Claims of discrimination against Israeli Arabs pale in comparison to what occurs in other countries. Israeli Arabs have better health indicators that white Americans, and far better indicators than American minorities. The incomes of Israeli Arabs are closer to those of Israeli Jews than are the incomes of African Americans to those of white Americans. Israel provides instruction in Arabic to its minority, and there is no problem of Muslim women dressing according to their religious tradition. Compare those freedoms to the experience of the Kurds in Turkey, or Muslim women in France. Israeli courts act against the political activities of Arab citizens (or Members of Knesset) only in extreme cases when there are charges of incitement to violence, or aiding the enemy against the background of armed conflict.
 
It will take more than a little while to understand the outcome of the mid-term elections in the United States. Commentators will blabber endlessly about what the results mean for the President''s perceived mandate of Change.

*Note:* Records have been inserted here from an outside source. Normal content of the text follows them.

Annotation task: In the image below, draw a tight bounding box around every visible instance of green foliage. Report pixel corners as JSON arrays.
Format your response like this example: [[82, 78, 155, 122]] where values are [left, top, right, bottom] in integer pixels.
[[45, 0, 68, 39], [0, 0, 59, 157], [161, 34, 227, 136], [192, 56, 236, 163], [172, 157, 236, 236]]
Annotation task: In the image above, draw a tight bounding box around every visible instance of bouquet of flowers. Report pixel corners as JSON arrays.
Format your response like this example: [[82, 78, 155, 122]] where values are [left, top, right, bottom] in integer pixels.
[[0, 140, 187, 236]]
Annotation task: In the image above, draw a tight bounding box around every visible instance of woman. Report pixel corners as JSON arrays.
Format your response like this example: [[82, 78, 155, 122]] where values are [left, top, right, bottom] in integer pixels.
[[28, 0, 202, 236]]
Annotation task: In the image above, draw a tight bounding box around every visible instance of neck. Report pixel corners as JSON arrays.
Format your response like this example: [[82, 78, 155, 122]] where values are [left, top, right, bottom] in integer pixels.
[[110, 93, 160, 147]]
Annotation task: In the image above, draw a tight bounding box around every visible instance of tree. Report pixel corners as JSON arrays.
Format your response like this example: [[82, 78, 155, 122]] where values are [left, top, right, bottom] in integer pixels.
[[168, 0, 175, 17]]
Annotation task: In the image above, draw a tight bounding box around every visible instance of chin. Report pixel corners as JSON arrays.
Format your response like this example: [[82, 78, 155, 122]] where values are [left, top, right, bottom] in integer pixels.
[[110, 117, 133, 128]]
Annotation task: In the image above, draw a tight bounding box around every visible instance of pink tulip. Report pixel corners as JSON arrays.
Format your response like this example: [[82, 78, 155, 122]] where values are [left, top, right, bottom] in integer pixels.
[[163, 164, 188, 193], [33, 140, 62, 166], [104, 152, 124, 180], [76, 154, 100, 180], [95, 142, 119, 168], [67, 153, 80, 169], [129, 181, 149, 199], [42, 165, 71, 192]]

It will be months or more before we know if Tea Party activists help or hinder Republican efforts to do something in Congress that will help them in the presidential campaign of 2012. Some Israeli commentators are certain that the president will express his frustration and seek to make a record by pressing harder on Israel to stop the construction and make other concessions to the Palestinians.
 
There is much to admire in the United States. I have described to several of my Russian friends how I benefited from my grandparents'' migrations from Poland and Lithuania in the 19th century. Along with several of my cousins, I grew up poor, and poorly educated in public schools, but scholarships allowed us to study in decent institutions of higher education and put us on the road to professional success. I learned from my better teachers the value of skepticism and a willingness to criticize. I do not consider myself a traitor against my roots, or an excessively patriotic Israeli, for practicing those traits.
 
No doubt that the United States is unique, but not always in ways that inspire confidence in the rest of the world. Especially worrisome is the combination of its oddities and power, along with an arrogant fixation with American rightness and its ignorance of the places it seeks to control.
 
American madness may be extreme as a theme, but using the term is not as bizarre as much of what occurs in American politics, and American efforts to control others.